To deal with pollution, a variety of methods (physical and chemical) are available. Due to their high cost and low effectiveness, most of them are of limited use. Physical methods are time-consuming and expensive, whereas chemical alternatives are inherently dangerous. Natural solutions are safe and effective, although they are sluggish and becoming less effective as a result of industrialization’s rapid pollution buildup and nonbiodegradable synthetic materials [11, 12]. Bioremediation is gradually becoming the standard method for restoring contaminated with heavy metals because it is efficient and cost-effective technology for the transformation of contaminants [13,14,15]. Biodegradation is a series of chemical reactions that occur in the presence of living organisms such as bacteria, fungi, yeast, algae, and insects in an environment with optimal light, temperature, and oxygen [20]. Microbes mitigate heavy metals and improve soil fertility, and plant development makes them more preferable source for bioremediation. The molecular nature, gene and enzyme induction, metabolite production, growth efficiency, and survival rate all influence individual bacteria’ potential to act as bioremediation agents [21]. At higher moisture rate, anaerobic condition persists which slow down the degradation rate.
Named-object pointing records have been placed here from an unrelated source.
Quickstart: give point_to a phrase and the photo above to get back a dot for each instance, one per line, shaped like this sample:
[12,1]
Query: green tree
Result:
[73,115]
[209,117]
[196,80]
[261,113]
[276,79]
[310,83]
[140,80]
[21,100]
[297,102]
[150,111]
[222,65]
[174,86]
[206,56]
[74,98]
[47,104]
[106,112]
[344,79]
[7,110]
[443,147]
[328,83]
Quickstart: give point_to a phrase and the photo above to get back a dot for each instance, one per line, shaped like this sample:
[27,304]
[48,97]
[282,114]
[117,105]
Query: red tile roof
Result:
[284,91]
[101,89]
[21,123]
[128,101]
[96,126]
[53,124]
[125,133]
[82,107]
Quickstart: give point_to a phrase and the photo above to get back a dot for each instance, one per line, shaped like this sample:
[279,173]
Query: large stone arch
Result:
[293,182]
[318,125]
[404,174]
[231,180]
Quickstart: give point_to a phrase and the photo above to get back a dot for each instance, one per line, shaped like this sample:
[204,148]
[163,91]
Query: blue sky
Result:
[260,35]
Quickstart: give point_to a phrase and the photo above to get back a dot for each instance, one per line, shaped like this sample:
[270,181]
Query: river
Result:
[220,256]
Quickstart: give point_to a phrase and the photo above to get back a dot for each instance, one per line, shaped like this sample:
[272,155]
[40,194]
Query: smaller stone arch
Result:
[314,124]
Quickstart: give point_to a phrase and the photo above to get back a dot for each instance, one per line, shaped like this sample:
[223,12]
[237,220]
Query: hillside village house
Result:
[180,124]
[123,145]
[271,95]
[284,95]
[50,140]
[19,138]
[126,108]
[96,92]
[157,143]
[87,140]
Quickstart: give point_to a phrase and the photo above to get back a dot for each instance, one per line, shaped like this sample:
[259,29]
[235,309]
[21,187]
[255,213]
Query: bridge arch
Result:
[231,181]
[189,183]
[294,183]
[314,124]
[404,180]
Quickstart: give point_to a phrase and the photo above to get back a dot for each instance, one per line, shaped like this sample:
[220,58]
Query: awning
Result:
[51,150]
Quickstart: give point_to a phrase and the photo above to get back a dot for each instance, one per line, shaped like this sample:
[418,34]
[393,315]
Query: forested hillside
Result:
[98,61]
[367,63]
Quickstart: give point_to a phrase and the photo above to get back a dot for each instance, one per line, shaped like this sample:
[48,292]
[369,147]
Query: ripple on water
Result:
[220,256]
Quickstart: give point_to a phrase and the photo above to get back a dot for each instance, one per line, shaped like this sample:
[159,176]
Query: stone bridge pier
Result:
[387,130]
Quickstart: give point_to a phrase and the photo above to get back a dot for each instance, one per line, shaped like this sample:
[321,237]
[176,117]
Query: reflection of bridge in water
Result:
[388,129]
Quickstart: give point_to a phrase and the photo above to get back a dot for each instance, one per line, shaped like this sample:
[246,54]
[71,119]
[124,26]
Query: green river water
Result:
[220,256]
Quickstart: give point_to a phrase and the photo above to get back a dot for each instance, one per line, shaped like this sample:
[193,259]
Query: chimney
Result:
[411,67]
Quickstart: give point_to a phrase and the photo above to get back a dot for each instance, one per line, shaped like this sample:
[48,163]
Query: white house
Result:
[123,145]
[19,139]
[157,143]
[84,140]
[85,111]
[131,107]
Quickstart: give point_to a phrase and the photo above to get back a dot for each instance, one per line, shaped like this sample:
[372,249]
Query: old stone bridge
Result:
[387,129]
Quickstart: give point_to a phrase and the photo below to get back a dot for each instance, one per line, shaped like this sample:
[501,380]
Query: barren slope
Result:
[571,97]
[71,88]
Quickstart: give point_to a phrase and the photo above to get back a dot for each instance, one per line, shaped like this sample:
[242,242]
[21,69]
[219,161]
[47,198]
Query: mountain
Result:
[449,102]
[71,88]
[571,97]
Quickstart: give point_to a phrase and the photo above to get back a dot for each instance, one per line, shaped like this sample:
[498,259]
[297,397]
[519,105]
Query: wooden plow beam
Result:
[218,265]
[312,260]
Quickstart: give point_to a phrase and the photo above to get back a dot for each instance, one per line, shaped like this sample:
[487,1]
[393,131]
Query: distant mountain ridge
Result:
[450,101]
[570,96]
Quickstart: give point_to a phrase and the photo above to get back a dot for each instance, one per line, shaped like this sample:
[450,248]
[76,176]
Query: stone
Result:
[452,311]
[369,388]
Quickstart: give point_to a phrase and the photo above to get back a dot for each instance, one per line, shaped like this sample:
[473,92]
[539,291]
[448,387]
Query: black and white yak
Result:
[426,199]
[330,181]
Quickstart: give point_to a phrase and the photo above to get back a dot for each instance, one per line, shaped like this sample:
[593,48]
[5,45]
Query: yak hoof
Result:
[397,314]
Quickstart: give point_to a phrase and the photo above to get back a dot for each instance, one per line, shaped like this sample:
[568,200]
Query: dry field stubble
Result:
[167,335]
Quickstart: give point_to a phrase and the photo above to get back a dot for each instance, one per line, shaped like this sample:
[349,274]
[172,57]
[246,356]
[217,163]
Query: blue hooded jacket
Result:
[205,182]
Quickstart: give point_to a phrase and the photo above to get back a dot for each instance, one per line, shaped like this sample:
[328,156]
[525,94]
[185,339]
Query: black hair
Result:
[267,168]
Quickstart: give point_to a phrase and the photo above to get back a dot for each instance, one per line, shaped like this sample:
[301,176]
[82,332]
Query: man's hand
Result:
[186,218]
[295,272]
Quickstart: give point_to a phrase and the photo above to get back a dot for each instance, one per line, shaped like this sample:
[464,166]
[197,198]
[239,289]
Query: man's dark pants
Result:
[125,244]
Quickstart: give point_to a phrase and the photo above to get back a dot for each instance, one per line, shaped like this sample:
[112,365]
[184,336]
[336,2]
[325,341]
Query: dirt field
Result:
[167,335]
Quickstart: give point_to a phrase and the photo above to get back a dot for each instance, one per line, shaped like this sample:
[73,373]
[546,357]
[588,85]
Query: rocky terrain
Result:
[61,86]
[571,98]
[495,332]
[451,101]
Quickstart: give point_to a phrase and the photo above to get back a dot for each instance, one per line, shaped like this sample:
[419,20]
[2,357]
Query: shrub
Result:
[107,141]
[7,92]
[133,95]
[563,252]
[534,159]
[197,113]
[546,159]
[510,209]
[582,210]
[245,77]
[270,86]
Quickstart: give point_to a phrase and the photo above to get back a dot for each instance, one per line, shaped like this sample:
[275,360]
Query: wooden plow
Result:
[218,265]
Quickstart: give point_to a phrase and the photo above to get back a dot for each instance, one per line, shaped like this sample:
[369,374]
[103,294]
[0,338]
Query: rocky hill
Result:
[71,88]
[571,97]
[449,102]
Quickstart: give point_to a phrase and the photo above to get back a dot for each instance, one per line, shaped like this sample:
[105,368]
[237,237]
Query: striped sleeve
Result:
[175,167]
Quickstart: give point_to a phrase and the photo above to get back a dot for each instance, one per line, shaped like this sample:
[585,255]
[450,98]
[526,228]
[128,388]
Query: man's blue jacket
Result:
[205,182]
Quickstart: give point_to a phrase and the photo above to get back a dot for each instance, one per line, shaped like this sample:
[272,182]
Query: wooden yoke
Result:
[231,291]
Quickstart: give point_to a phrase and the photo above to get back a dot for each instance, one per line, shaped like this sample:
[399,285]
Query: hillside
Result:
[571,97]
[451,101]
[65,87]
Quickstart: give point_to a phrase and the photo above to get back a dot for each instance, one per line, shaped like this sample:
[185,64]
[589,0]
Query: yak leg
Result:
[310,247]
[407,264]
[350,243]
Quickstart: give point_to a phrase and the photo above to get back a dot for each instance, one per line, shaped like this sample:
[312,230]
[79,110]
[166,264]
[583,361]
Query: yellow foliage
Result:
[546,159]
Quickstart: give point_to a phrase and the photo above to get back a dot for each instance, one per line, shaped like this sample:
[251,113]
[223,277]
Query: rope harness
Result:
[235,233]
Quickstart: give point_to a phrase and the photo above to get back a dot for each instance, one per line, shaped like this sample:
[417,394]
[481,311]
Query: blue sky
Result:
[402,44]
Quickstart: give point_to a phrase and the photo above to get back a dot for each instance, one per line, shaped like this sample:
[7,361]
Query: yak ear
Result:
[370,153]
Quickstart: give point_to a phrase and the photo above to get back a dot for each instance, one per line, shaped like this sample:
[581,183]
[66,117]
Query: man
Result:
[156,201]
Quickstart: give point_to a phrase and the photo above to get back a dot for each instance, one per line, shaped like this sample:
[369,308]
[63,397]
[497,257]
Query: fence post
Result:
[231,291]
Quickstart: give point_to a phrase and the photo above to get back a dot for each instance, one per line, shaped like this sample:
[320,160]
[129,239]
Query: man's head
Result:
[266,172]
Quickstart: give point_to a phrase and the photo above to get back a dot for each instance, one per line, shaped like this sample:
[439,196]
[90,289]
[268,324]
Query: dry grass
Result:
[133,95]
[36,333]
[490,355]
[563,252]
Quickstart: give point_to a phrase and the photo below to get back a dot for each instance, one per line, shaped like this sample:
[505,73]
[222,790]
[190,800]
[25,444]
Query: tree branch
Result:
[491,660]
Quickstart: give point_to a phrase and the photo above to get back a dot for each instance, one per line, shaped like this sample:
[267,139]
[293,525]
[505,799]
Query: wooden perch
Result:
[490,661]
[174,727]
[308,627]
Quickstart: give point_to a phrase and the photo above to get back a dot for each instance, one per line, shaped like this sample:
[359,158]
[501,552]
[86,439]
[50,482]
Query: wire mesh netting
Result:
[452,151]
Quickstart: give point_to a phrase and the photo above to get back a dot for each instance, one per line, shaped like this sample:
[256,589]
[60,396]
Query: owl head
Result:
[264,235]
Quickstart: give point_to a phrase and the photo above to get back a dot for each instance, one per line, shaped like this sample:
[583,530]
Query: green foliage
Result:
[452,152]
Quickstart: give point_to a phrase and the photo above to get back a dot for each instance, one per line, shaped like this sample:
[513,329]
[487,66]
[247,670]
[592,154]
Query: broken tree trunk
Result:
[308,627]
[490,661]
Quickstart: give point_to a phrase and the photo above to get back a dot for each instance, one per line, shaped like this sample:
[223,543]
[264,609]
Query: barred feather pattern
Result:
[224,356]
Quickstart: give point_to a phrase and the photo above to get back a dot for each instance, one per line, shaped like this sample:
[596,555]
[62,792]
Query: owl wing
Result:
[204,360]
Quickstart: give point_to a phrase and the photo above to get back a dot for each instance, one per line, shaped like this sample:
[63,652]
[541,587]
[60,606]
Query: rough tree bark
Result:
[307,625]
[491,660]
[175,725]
In cold condition, microbial degradation of heavy metal is slow, as metabolic activities are inhibited as the microbial transport routes are frozen by the sub-zero water [22, 23]. Similarly, at higher temperature, the rate of heavy metal solubility increases, which increases their availability and the rate of microbial biodegradation [24]. The rate of microbial biodegradation is determined by the metal or pollutant’s chemical structure, bioavailability, concentration, toxicity, and stability. The degradation of the n-alkanes is more effortless in comparison to the branched alkanes, aromatics with low molecular weight, hydrocarbons with high molecular weight, and the asphaltenes [25]. Molecular mechanisms play a crucial role in deciphering the microbial metabolism, genes, characteristics, variety, and fluctuations of microorganisms engaged in microbial remediation. Metabolic and protein analysis, sequencing, and the utilization of sophisticated bioinformatics tools are specifically employed to decipher the various categories of microorganisms and the factors influencing them in the bioremediation process [23].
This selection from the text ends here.